All of this sounds fantastic, and all of these experiences were a genuine blast. On some nights, and at times, these stories happened fast and furious, with back to back hits of good content that was easy to navigate and fun. Then there were nights where nothing happened except touring my friend’s new base, maybe doing an event, and looking through perk cards.

This is where the split thesis of Fallout 76 causes the experience to struggle. You can do a bunch of everything, but it’s hard to intensely focus on one thing. (If you decide not to base build, for instance, it’s going to kneecap the rest of your progress. If you choose not to PVP or engage with other players, your wasteland experience is going to be significantly more lonely). It’s fine to have a varied experience, but none of these systems feel complete or especially polished; it’s a smorgasbord of content, but none of it feels like the point of playing Fallout 76. It’s just there, and you have to wrestle the system to get the fun out of it.

Three players pose around the corpse of a fallen Yao Guai in Fallout 76
The upper crust elite of Fallout 76 can indulge in a bit of trophy hunting
Bethesda Game Works/Bethesda Software via Polygon

Because the game is so big and vast, without one strong path for a player to follow, it’s hard to understand what actions result in the difference between a good game session and a rough one.
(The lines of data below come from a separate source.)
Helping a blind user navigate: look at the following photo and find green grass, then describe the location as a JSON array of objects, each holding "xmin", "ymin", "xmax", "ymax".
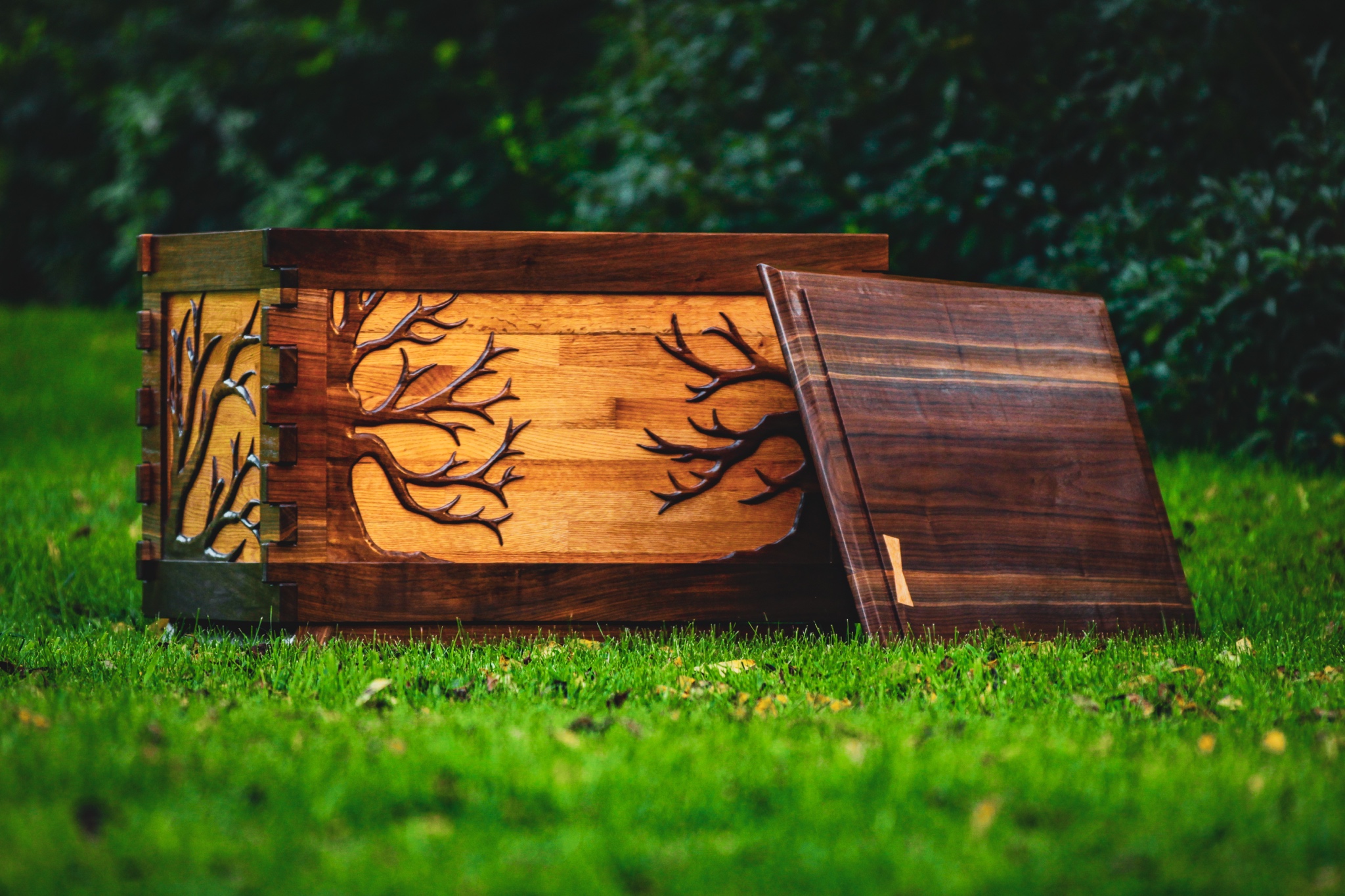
[{"xmin": 0, "ymin": 305, "xmax": 1345, "ymax": 893}]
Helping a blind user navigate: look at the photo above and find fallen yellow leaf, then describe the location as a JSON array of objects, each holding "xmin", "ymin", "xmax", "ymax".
[
  {"xmin": 695, "ymin": 660, "xmax": 756, "ymax": 672},
  {"xmin": 19, "ymin": 708, "xmax": 51, "ymax": 728},
  {"xmin": 355, "ymin": 678, "xmax": 393, "ymax": 706},
  {"xmin": 552, "ymin": 728, "xmax": 584, "ymax": 750},
  {"xmin": 971, "ymin": 797, "xmax": 1000, "ymax": 837}
]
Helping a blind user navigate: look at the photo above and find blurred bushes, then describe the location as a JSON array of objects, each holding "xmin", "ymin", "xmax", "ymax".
[
  {"xmin": 0, "ymin": 0, "xmax": 597, "ymax": 304},
  {"xmin": 0, "ymin": 0, "xmax": 1345, "ymax": 461}
]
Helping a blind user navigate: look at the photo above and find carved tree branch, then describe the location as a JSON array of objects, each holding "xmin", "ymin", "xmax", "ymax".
[
  {"xmin": 653, "ymin": 312, "xmax": 789, "ymax": 402},
  {"xmin": 173, "ymin": 438, "xmax": 261, "ymax": 563},
  {"xmin": 167, "ymin": 293, "xmax": 261, "ymax": 561},
  {"xmin": 351, "ymin": 419, "xmax": 531, "ymax": 544},
  {"xmin": 640, "ymin": 411, "xmax": 812, "ymax": 513},
  {"xmin": 640, "ymin": 312, "xmax": 816, "ymax": 513},
  {"xmin": 351, "ymin": 290, "xmax": 467, "ymax": 371},
  {"xmin": 355, "ymin": 333, "xmax": 518, "ymax": 444},
  {"xmin": 340, "ymin": 290, "xmax": 531, "ymax": 544}
]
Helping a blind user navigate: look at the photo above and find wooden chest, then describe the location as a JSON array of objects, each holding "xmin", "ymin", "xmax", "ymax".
[{"xmin": 137, "ymin": 230, "xmax": 888, "ymax": 634}]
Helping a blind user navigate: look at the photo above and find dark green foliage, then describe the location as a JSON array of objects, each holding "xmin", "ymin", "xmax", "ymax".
[
  {"xmin": 566, "ymin": 0, "xmax": 1345, "ymax": 461},
  {"xmin": 0, "ymin": 0, "xmax": 593, "ymax": 304},
  {"xmin": 0, "ymin": 0, "xmax": 1345, "ymax": 462}
]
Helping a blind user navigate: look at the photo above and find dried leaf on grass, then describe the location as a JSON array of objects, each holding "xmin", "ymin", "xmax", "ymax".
[
  {"xmin": 355, "ymin": 678, "xmax": 397, "ymax": 706},
  {"xmin": 19, "ymin": 706, "xmax": 51, "ymax": 728},
  {"xmin": 1069, "ymin": 693, "xmax": 1101, "ymax": 712},
  {"xmin": 693, "ymin": 660, "xmax": 756, "ymax": 673},
  {"xmin": 971, "ymin": 797, "xmax": 1000, "ymax": 837},
  {"xmin": 1126, "ymin": 693, "xmax": 1154, "ymax": 719},
  {"xmin": 805, "ymin": 693, "xmax": 851, "ymax": 712}
]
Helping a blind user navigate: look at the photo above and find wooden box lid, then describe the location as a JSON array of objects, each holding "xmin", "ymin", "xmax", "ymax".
[{"xmin": 760, "ymin": 265, "xmax": 1196, "ymax": 637}]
Chasing down other players can result in having a good time... or they can just cuss at you and wander off. The story content varies wildly, from poorly voiced audio logs from dead people I don’t care about to intriguing mysteries set in fascinating locales. Is there a way to tell the difference in game between which is which before you commit to a dungeon crawl? No, not really!

Fallout: New Vegas was a title focused around gambling on the New Vegas Strip, but Fallout 76 is the game where the core experience seems focused on gambling. The game varies wildly in quality; at its best, it’s something I could heartily recommend to fans of Fallout or social games. The problem is the game at its worst, and how long those stretches of worst take up.

Sometimes I feel like I’m in one of those Vault experiments myself, and I’m the rat pushing the big red button and hoping for a reward. Sometimes the game gives me the sugar water of good, working fun, and oh, is it sweet to behold. Other times, I sit in the maze, hammering that big red button and waiting for the payoff that never quite comes. I have high hopes for Fallout 76, but its hard to share those hopes with others when it takes so much digging to find them.